Acts 1:21-22, 26; Acts 2:14, 32; Esther 6:1-middle of 6; Esther 9:4; Esther 10:3; 2 Corinthians 13:1
I just have an impression as to the matter of witness, beloved brethren, and the result of witness. The scripture we read in Corinthians points to the importance of witness, and this principle is stated both in 2nd Corinthians 13 and in Matthew 18: the importance of two or three witnesses establishing matters. Witness is an underlying truth with God, in distinguishing between good and evil, both in the Old Testament in Deuteronomy, and confirmed in the New Testament in the Lord's own words and in Paul's writing to the Corinthians. It really is the Word of God to us, the Lord's commandment to us, as to how matters are to work out administratively amongst us. But I had in mind to speak of two great results of witness in Acts and in Esther.
In Acts, we have twelve witnesses, the twelve apostles. It says where we read in Acts 1, "It is necessary therefore that of the men that have assembled with us all the time in which the Lord Jesus came in and went out among us." We referred on Lord's Day to the way the Lord Jesus is anointed amongst His brethren, and I believe this passage refers to the Lord Jesus in a very affecting way: "all the time in which the Lord Jesus came in and went out among us." In Exodus, the passover lamb is in the household; how the family would be affected by that little lamb in the house! Well, the persons we read of here were affected by the way "the Lord Jesus came in and went out among us." That was peculiar to the apostles, in their experience. John writes of it in chapter 1 of his first epistle: "that which we have heard, which we have seen with our eyes; that which we contemplated, and our hands handled, concerning the word of life."
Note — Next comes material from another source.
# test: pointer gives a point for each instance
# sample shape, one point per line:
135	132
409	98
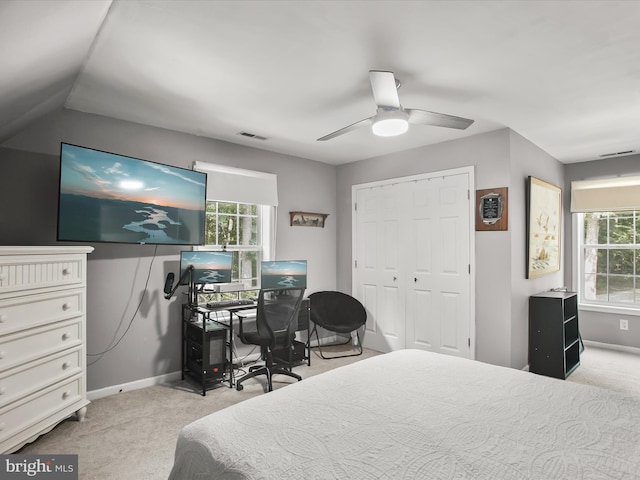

So "the lot fell on Matthias, and he was numbered with the eleven apostles." And then Peter preaches. But it's not just one witness in Peter's preaching; it's twelve witnesses, the complete thought of witness. "Peter, standing up with the eleven", and then in verse 32, "This Jesus has God raised up, whereof all we are witnesses." That ties back to the necessity that "one of these should be a witness with us of his resurrection." The witness concerning the resurrection of the Lord Jesus is to be established in the souls of those who are listening to Peter's preaching. I believe that comes down to us in our own day. The preaching of the glad tidings sounds out, "having so great a cloud of witnesses surrounding us" (Hebrews 12:1), and it's intended to establish our hearts in the truth of the resurrection of the Lord Jesus Christ.
Well, in this setting in the book of Esther, there is a crisis. Between the two feasts that Esther prepares, we have "that night." "On that night sleep fled from the king. And he commanded to bring the book of records of the chronicles." These chronicles would be facts that could be attested to. And the king's servants are brought in — "the king's servants that attended upon him." I believe these men exemplify what we read in Corinthians: "In the mouth of two or three witnesses shall every matter be established." They were persons who knew the history of this plot against the king, and of Mordecai's faithfulness to the king. So the king asks, "What honour and dignity has been done to Mordecai for this?" And they answer, "Nothing has been done for him." Nothing has been done for Mordecai. This matter had taken place some time ago. The king had not been aware of it, or had ignored it through Haman's influence, but now "sleep fled from the king." And these two servants of the king bring to light the truth: "Nothing has been done for him."
So, what a wonderful result accrues from this witness to the truth! Mordecai rises to a type of the Lord Jesus; indeed, it goes on to say, "the man Mordecai became continually greater." Doesn't that remind us of David's history? It says, "David became continually stronger, and the house of Saul became continually weaker", 2 Samuel 3:1. I believe Mordecai became greater in the affections of the people, and any exercise that comes up is in view of the Lord Jesus becoming greater in our affections.
We've often noticed that this book does not refer to God directly, but in the end of Esther it says that "Mordecai the Jew was second to king Ahasuerus." I believe that Ahasuerus there represents God, and Mordecai represents the Lord Jesus Christ. It really points to the way that God has "granted him a name, that which is above every name, that at the name of Jesus every knee should bow", Philippians 2:9-10. It says he was "great among the Jews, and accepted of the multitude of his brethren, seeking the welfare of his people, and speaking peace to all his seed." And in the other section we read, the king had said, "What is to be done with the man whom the king delights to honour." Think of the voice from the glory at the baptism of the Lord Jesus: "This is my beloved Son, in whom I have found my delight!" Well, dear brethren, may the Lord Jesus become continually greater in our affections, as a result of the exercises that we are going through. For His name's sake.